Auteurs

Bourthoumieu S, Joubert V, Martin B, Collin A, Leveque P, Terro F, Yardin C.  Cytogenetic Studies in Human Cells Exposed In Vitro to GSM-900 MHz Radiofrequency Radiation E Using R-Banded Karyotyping.  Radiation Research, 174:712-718, 2010.

Background
The question of the biological and health effects after long-term exposure to radiofrequency electromagnetic-field radiation (RF-EMF) is still under debate.  Many groups have looked at whether this type of exposure does damage DNA, a precursor for cancer development.  Also DNA damage in germ cells could mean that subsequent generations inherit genetic defects.  DNA is arranged into chromosomes and the structural quality of the chromosomes can be investigated by a technique known as R-banded karyotyping.  This group investigates whether exposure to RF-EMF causes any damage to human chromosomes.

Objective
The objective of this study was to determine if exposure to RF-EMF radiation causes chromosomal rearrangements, translocations, deletions, or any other type of structural DNA damage.

Methods
The cells used in this study were human amniotic cells collected as a result of amniocentesis.  Three sets of experiments were done with cells in Petri dishes.  The first set of cells were placed in an exposure chamber and exposed to 900 MHz of RF radiation for 24 hours with an average specific absorption rate (SAR) of 0.25 W/kg.  The second set of cells were considered to be the negative control group, and were placed in the exposure chamber for 24 hours, but were not exposed to any radiation.  An additional set of cells considered to be the zero time point (before exposure) were harvested and set up for DNA structural damage.  The third group of cells were the positive control group, and were exposed to bleomycin, a drug that induces DNA strand breaks.  All cell groups were harvested and then analyzed for DNA structural damage.  

Results
The cells exposed at the zero time points, the negative control cells, and the cells exposed to RF radiation for 24 hours did not show any significant differences in structural DNA damage.  The positive control cells exposed to bleomycin showed significant structural damage in their chromosomes. 

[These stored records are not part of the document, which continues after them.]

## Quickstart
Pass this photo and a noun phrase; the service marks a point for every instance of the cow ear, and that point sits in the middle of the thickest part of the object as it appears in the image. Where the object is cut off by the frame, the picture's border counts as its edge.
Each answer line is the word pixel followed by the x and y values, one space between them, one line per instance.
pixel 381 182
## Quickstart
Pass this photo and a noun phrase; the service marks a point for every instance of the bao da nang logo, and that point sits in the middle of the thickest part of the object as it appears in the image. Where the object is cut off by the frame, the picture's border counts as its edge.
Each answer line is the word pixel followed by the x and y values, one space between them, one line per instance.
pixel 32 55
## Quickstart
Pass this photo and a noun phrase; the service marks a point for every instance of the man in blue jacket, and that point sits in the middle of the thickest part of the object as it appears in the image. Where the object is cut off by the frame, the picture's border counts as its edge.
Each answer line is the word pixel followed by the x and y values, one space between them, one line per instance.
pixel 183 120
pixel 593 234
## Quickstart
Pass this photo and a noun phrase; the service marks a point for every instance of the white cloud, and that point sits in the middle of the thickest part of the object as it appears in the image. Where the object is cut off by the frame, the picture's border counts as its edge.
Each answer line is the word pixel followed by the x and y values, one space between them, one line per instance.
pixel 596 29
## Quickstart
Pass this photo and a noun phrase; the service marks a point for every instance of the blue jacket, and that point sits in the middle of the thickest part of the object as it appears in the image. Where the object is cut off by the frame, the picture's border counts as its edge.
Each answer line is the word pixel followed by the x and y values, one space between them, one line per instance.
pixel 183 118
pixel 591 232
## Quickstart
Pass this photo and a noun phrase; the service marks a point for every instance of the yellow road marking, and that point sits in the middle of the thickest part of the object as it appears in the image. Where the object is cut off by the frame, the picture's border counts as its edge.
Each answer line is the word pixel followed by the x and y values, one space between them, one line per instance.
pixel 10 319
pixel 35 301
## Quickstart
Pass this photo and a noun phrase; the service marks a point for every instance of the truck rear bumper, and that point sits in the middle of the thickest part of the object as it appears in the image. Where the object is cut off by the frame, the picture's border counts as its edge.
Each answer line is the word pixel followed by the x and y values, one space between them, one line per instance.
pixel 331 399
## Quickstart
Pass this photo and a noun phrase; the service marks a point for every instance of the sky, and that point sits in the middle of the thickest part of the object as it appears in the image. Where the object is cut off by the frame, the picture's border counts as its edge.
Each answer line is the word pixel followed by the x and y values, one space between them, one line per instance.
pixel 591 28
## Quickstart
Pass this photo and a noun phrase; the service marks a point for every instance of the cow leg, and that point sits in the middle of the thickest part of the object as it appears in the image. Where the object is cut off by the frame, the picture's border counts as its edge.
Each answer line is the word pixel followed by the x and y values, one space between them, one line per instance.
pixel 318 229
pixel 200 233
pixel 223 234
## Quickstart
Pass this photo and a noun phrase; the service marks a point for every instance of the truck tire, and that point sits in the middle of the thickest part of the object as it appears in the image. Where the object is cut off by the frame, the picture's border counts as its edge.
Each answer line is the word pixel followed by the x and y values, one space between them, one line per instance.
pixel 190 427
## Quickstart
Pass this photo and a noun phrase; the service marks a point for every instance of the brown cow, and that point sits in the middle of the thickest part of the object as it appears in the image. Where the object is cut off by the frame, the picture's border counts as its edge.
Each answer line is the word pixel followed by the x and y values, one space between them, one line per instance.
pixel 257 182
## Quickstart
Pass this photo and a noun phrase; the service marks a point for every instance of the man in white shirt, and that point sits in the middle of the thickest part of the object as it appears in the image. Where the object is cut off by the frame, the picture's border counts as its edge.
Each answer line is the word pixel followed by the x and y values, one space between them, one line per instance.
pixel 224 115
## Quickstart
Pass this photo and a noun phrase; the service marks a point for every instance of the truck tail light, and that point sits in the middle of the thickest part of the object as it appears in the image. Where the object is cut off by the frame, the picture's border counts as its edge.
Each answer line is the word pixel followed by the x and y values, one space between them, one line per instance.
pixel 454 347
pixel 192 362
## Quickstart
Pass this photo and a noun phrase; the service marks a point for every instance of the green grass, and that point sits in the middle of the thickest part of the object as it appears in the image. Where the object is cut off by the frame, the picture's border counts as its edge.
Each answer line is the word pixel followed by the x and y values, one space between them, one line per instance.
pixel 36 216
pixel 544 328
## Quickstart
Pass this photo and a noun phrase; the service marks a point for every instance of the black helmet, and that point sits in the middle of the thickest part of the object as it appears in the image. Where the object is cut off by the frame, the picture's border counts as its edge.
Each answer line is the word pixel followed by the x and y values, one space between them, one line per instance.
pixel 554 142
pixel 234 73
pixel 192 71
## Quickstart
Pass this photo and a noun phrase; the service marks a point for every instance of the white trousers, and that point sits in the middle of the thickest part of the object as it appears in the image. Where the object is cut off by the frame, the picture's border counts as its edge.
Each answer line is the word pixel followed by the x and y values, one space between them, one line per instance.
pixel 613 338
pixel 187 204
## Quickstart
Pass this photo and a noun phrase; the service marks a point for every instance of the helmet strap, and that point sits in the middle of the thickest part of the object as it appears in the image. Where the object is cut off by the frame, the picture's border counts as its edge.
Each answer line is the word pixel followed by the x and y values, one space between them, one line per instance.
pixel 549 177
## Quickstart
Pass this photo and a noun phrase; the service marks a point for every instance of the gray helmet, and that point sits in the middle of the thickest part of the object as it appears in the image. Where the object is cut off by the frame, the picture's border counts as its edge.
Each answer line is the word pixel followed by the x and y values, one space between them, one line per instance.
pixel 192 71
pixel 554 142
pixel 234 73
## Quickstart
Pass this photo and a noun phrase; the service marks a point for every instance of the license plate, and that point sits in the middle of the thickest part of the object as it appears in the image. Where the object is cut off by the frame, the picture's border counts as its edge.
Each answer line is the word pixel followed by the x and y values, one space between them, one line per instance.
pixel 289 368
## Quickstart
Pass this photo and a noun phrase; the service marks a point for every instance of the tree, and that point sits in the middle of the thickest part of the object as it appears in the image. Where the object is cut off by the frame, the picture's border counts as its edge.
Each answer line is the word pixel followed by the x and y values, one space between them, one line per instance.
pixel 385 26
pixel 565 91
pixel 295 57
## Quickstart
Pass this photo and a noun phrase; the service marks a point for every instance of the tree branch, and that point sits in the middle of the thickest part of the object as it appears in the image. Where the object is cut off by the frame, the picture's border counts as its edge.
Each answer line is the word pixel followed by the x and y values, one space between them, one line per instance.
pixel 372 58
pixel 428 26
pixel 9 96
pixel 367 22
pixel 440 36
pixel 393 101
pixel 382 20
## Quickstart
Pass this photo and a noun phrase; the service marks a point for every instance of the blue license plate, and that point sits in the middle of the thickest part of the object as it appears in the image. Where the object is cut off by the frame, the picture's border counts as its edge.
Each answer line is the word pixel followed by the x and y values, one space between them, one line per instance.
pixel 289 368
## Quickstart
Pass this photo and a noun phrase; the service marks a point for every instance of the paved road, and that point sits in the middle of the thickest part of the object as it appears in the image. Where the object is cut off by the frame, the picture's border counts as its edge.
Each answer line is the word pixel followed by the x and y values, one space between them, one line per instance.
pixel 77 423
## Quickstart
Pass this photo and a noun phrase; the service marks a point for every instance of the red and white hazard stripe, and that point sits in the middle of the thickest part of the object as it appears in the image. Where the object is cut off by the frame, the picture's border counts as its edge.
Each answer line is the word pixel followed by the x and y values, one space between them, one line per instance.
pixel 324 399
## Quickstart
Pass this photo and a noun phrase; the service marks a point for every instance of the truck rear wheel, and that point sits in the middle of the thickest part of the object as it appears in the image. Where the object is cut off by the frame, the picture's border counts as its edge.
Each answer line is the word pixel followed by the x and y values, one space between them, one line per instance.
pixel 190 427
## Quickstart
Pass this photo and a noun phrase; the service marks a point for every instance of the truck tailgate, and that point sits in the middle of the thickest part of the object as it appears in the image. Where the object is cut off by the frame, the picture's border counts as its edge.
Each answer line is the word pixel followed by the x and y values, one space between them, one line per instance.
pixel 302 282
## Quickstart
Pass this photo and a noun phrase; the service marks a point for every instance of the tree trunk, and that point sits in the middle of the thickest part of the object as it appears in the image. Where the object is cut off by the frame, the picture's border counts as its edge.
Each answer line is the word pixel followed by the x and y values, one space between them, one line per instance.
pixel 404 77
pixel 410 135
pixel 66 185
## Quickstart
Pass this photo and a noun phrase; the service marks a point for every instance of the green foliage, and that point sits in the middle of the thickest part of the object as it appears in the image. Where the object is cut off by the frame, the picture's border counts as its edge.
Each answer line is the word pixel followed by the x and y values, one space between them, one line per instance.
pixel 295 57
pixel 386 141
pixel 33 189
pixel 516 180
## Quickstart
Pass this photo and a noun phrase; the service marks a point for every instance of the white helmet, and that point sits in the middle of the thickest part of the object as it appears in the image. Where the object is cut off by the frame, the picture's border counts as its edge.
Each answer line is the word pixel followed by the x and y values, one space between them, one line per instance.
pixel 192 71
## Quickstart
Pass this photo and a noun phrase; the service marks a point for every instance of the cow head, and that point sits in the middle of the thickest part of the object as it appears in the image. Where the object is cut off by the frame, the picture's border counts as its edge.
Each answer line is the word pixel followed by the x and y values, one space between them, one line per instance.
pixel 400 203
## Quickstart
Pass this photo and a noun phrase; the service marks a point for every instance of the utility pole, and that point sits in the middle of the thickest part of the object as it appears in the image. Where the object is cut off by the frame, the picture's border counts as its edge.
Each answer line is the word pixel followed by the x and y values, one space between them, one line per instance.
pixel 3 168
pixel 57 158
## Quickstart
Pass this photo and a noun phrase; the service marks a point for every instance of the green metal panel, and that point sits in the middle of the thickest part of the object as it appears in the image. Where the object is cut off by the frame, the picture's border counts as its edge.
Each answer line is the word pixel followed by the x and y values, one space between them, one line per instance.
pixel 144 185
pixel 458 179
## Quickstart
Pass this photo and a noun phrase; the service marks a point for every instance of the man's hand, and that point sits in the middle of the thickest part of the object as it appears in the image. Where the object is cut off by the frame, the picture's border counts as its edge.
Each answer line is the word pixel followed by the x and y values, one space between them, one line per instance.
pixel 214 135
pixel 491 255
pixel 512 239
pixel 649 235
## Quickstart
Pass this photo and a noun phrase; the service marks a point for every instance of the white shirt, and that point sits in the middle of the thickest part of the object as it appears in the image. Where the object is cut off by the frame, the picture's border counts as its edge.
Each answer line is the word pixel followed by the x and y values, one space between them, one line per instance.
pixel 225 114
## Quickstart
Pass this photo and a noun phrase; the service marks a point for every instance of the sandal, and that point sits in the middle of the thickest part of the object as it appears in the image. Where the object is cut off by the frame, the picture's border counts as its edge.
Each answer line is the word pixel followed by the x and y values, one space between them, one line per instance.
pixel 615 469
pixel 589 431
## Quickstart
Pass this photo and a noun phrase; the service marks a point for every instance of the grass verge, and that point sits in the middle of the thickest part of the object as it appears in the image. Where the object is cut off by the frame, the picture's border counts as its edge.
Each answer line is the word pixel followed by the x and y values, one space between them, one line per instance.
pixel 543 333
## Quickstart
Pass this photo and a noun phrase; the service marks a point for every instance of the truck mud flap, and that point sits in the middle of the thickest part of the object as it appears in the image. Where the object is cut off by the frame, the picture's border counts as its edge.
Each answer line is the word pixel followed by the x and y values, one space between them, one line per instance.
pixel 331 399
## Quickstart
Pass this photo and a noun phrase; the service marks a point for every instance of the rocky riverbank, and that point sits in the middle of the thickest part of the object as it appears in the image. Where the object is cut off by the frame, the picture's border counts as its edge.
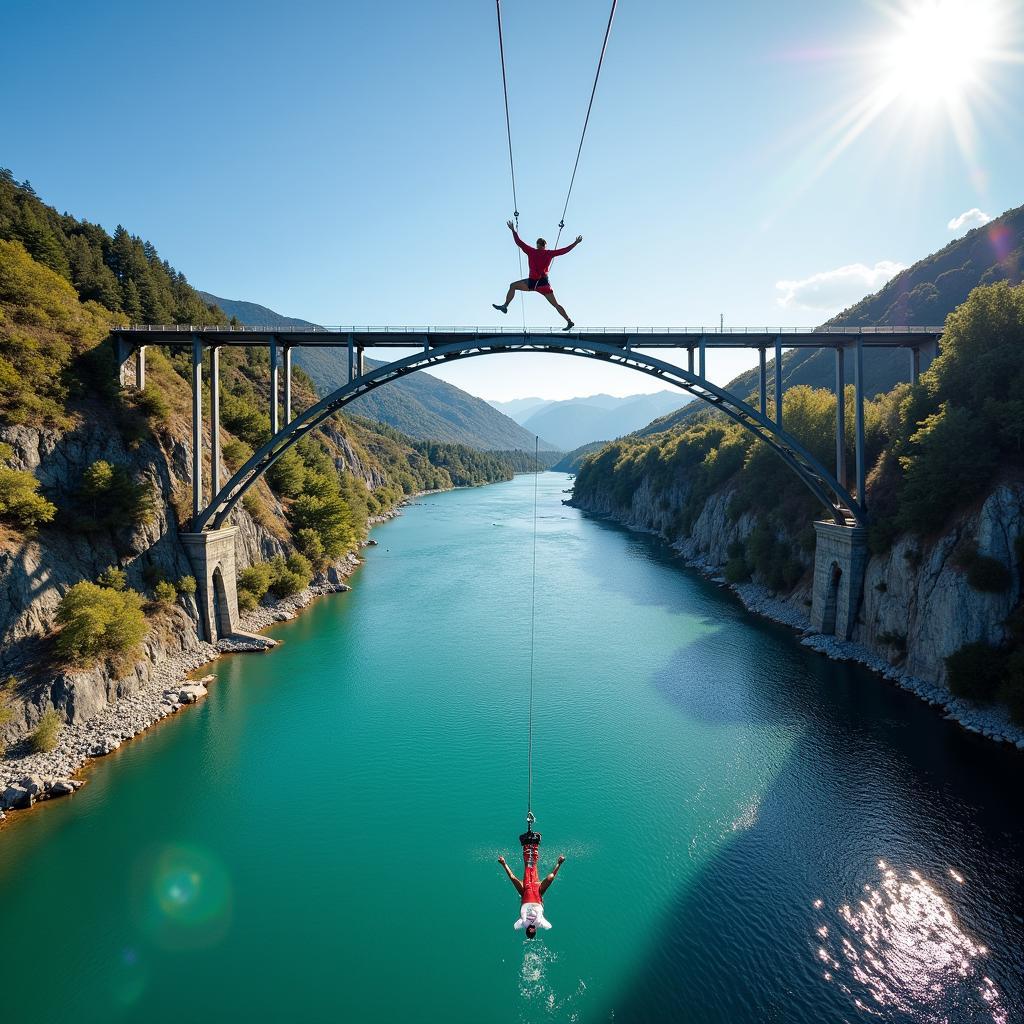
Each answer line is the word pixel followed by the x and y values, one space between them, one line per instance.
pixel 28 777
pixel 991 721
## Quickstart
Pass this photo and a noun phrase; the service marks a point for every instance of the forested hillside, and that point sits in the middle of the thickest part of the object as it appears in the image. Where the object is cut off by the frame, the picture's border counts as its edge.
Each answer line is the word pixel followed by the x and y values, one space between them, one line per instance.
pixel 95 479
pixel 938 452
pixel 420 406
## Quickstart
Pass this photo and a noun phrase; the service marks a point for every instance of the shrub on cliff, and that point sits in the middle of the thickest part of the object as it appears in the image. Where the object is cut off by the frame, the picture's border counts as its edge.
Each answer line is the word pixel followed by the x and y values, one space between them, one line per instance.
pixel 113 578
pixel 46 735
pixel 290 576
pixel 97 622
pixel 976 671
pixel 109 498
pixel 20 505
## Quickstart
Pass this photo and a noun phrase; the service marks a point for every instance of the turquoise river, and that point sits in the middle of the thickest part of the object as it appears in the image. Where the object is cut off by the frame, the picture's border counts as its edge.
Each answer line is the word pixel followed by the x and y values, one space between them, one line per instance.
pixel 753 833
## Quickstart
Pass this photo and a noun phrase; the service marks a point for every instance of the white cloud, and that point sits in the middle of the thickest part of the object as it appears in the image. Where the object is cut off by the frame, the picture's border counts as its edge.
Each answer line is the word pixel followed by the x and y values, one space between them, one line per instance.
pixel 969 218
pixel 832 291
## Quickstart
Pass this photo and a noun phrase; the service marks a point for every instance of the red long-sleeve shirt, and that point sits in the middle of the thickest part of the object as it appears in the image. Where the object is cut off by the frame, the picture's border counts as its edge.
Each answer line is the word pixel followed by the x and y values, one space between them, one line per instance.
pixel 540 259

Interpretation and Limitations
The authors indicate that their results agree with the majority of the experimental results published in the literature.  This is the first study that investigates structural DNA damage using the R-banded karyotyping technique.  The authors suggest that more stringent experimentation and controls should be used when doing RF exposure studies and the quality of the publications should be rated.  This would reduce many of the mixed results found in the literature. 

Conclusion
This study demonstrated that RF exposure of human amniotic cells for 24 hours at 900 MHz did not cause any significant structural DNA aberrations or damage.